Chantrell Creek rings in Chinese New Year

Kindergarten students perform a dragon dance for Chinese New Year on Friday at Chantrell Creek Elementary. - Sarah Massah photo
Kindergarten students perform a dragon dance for Chinese New Year on Friday at Chantrell Creek Elementary.
— image credit: Sarah Massah photo

Chantrell Creek Elementary kicked off the Year of the Horse with a bang – and a dance or two.

Parents, teachers and students came together last week to transform the school into a sea of red and gold with Chinese New Year decorations hanging from the ceiling and intricate vests worn by kindergarten students.

“Moms and dads and volunteers all came together to do this,” school principal Deborah Thorvaldson said, noting 100 parent volunteers worked around the clock to cook up 4,000 dumplings for the event.

“We have more Mandarin families than ever, and we wanted to celebrate that and Chinese New Year.”
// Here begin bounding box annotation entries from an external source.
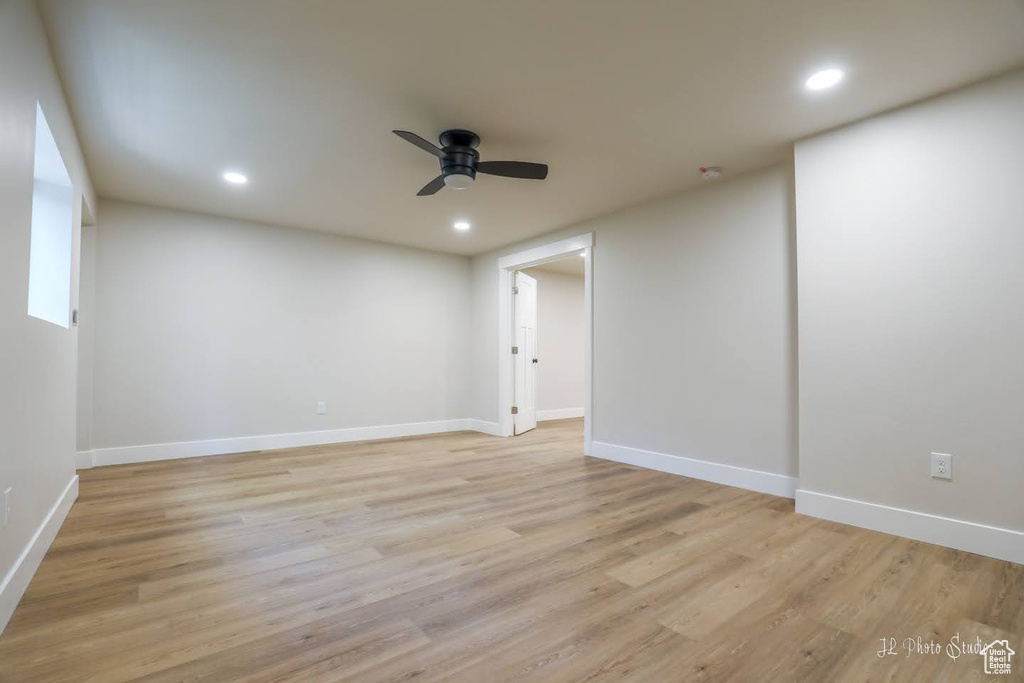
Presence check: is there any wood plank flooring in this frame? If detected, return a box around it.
[0,420,1024,683]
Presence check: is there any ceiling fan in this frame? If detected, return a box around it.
[391,129,548,197]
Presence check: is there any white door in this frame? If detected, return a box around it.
[512,270,538,434]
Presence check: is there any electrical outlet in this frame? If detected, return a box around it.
[932,453,953,479]
[0,486,10,528]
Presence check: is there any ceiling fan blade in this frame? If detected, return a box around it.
[416,175,444,197]
[391,130,444,157]
[476,161,548,180]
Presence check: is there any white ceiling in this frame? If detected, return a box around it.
[40,0,1024,254]
[526,254,584,278]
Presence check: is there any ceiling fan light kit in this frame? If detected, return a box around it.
[391,128,548,197]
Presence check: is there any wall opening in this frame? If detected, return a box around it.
[29,102,74,328]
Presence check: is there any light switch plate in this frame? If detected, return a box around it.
[932,453,953,479]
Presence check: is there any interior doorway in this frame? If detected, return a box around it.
[498,233,594,455]
[512,270,540,434]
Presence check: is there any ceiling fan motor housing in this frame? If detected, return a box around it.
[440,129,480,178]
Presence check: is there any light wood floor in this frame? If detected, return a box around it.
[0,420,1024,683]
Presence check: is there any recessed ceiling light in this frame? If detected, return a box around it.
[804,69,843,90]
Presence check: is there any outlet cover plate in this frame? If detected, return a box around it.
[932,453,953,479]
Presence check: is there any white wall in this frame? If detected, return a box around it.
[76,225,96,452]
[92,200,470,449]
[523,266,584,420]
[796,72,1024,532]
[0,0,95,630]
[472,166,797,475]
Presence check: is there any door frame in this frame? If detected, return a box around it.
[498,232,594,456]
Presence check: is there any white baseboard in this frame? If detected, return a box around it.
[797,488,1024,564]
[590,441,797,498]
[88,419,501,469]
[75,451,92,470]
[469,420,508,436]
[0,474,78,633]
[537,408,583,422]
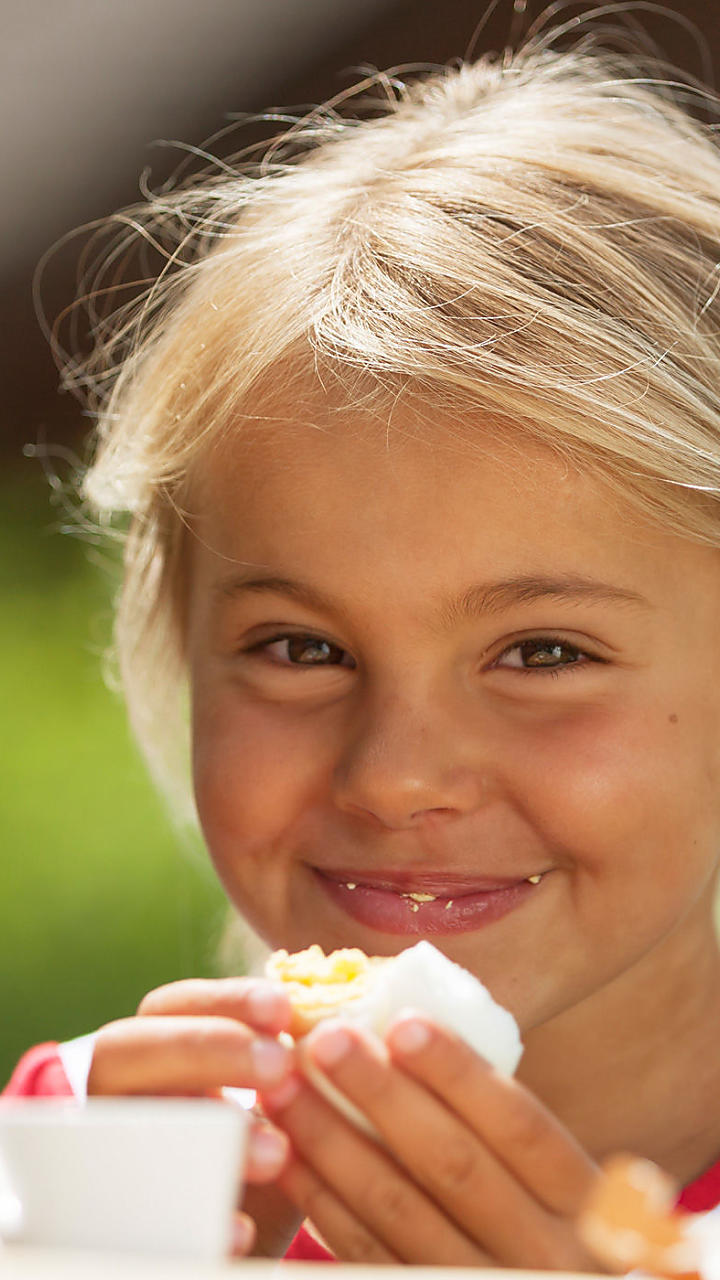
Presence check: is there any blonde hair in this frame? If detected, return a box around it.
[53,20,720,814]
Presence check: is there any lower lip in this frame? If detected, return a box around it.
[315,872,542,936]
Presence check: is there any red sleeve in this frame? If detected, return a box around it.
[3,1044,73,1098]
[286,1226,337,1262]
[678,1161,720,1213]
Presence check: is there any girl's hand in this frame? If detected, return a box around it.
[263,1014,597,1271]
[87,978,299,1253]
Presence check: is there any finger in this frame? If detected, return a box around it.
[279,1158,400,1265]
[261,1076,489,1266]
[245,1120,290,1183]
[87,1016,293,1094]
[387,1014,597,1217]
[302,1023,578,1270]
[137,978,292,1036]
[231,1213,255,1258]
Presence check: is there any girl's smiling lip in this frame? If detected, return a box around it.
[311,867,547,934]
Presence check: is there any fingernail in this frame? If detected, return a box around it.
[250,1039,291,1085]
[246,983,287,1027]
[249,1129,287,1174]
[261,1075,300,1111]
[231,1213,255,1257]
[307,1027,352,1066]
[388,1018,430,1053]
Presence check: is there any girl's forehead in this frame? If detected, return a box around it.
[185,402,683,581]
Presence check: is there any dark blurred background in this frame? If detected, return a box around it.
[0,0,720,1085]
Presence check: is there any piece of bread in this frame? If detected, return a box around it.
[265,941,523,1140]
[578,1155,702,1280]
[265,941,523,1075]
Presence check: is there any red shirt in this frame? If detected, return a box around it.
[3,1044,720,1262]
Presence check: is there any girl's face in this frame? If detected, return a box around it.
[188,399,720,1028]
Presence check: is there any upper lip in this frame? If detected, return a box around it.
[314,867,544,897]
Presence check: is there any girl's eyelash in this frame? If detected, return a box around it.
[243,631,606,680]
[491,635,597,680]
[243,631,354,667]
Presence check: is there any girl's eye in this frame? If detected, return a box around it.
[262,636,355,667]
[496,636,592,671]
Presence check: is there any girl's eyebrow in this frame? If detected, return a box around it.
[213,573,652,626]
[442,573,652,625]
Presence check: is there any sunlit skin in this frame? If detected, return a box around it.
[183,403,720,1244]
[83,397,720,1270]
A loud gong strike Friday afternoon signaled the start of the school’s assembly, which began with the kindergarten students’ dragon dance. A deep and steady drum beat echoed off the walls of the gymnasium as the students performed the dance carrying a handmade dragon over their heads.

“We’re creating magic,” Thorvaldson said. “I think what is so special is that we’re coming together as one to celebrate a different culture, and we’re just so enriched by having the Mandarin families with us.

“Everyone came out for the assembly.”

Individual student performances followed with the Grade 7 students closing the assembly with a lively lion dance.

The packed gymnasium erupted with applause as the students jumped up on crates and danced to the beat of the drums.

Parent volunteer Dean Donnelly – dubbed the “dragon man” – said that the Chinese New Year was the perfect way to incorporate multiculturalism into the students’ learning at a young age.

He noted that many of the parents have been looking for a way to get involved and the Chinese New Year festivities created an opportunity to do so.

“These parents want to help out and get involved, they just don’t know how. So that was our main goal,” he said.

“We’ve got an increasing population from Asia and this is the way we can get them really involved.”